The MapReduce community seems to feel that they have discovered an
entirely new paradigm for processing large data sets. In actuality, the
techniques employed by MapReduce are more than 20 years old. The idea
of partitioning a large data set into smaller partitions was first
proposed in "Application of Hash to Data Base Machine and Its
Architecture" [11] as the basis for a new type of join algorithm. In
"Multiprocessor Hash-Based Join Algorithms," [7], Gerber demonstrated
how Kitsuregawa's techniques could be extended to execute joins in
parallel on a shared-nothing [8] cluster using a combination of
partitioned tables, partitioned execution, and hash based splitting.
DeWitt [2] showed how these techniques could be adopted to execute
aggregates with and without group by clauses in parallel. DeWitt and
Gray [6] described parallel database systems and how they process
queries. Shatdal and Naughton [9] explored alternative strategies for
executing aggregates in parallel.

Teradata has been selling a commercial DBMS utilizing all of
these techniques for more than 20 years; exactly the techniques that
the MapReduce crowd claims to have invented.

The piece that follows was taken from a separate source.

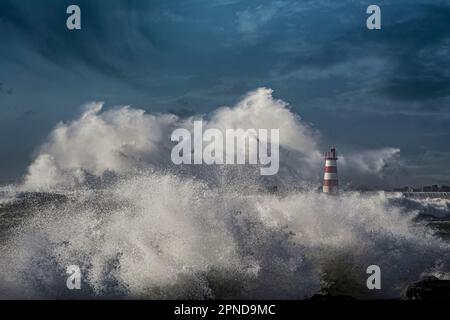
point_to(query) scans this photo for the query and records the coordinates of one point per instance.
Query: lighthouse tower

While MapReduce advocates will undoubtedly assert that being
able to write MapReduce functions is what differentiates their software
from a parallel SQL implementation, we would remind them that POSTGRES
supported user-defined functions and user-defined aggregates in the mid
1980s. Essentially, all modern database systems have provided such
functionality for quite a while, starting with the Illustra engine
around 1995.

MapReduce is missing features

All of the following features are routinely provided by modern DBMSs, and all are missing from MapReduce:

Bulk loader -- to transform input data in files into a desired format and load it into a DBMS

Indexing -- as noted above

Updates -- to change the data in the data base

Transactions -- to support parallel update and recovery from failures during update

Integrity constraints -- to help keep garbage out of the data base

Referential integrity -- again, to help keep garbage out of the data base

Views -- so the schema can change without having to rewrite the application program

In summary, MapReduce provides only a sliver of the functionality found in modern DBMSs.

MapReduce is incompatible with the DBMS tools

A modern SQL DBMS has available all of the following classes of tools:

Report writers (e.g., Crystal reports) to prepare reports for human visualization

Business intelligence tools (e.g., Business Objects or Cognos) to enable ad-hoc querying of large data warehouses

Data mining tools (e.g., Oracle Data Mining or IBM DB2
Intelligent Miner) to allow a user to discover structure in large data

Replication tools (e.g., Golden Gate) to allow a user to replicate data from on DBMS to another

Database design tools (e.g., Embarcadero) to assist the user in constructing a data base.

MapReduce cannot use these tools and has none of its own. Until
it becomes SQL-compatible or until someone writes all of these tools,
MapReduce will remain very difficult to use in an end-to-end task.

In Summary

It is exciting to see a much larger community engaged in the design
and implementation of scalable query processing techniques. We,
however, assert that they should not overlook the lessons of more than
40 years of database technology -- in particular the many advantages
that a data model, physical and logical data independence, and a
declarative query language, such as SQL, bring to the design,
implementation, and maintenance of application programs. Moreover,
computer science communities tend to be insular and do not read the
literature of other communities. We would encourage the wider community
to examine the parallel DBMS literature of the last 25 years. Last,
before MapReduce can measure up to modern DBMSs, there is a large
collection of unmet features and required tools that must be added.


We fully understand that database systems are not without their
problems. The database community recognizes that database systems are
too "hard" to use and is working to solve this problem. The database
community can also learn something valuable from the excellent
fault-tolerance that MapReduce provides its applications. Finally we
note that some database researchers are beginning to explore using the
MapReduce framework as the basis for building scalable database
systems. The Pig[10] project at Yahoo! Research is one such effort.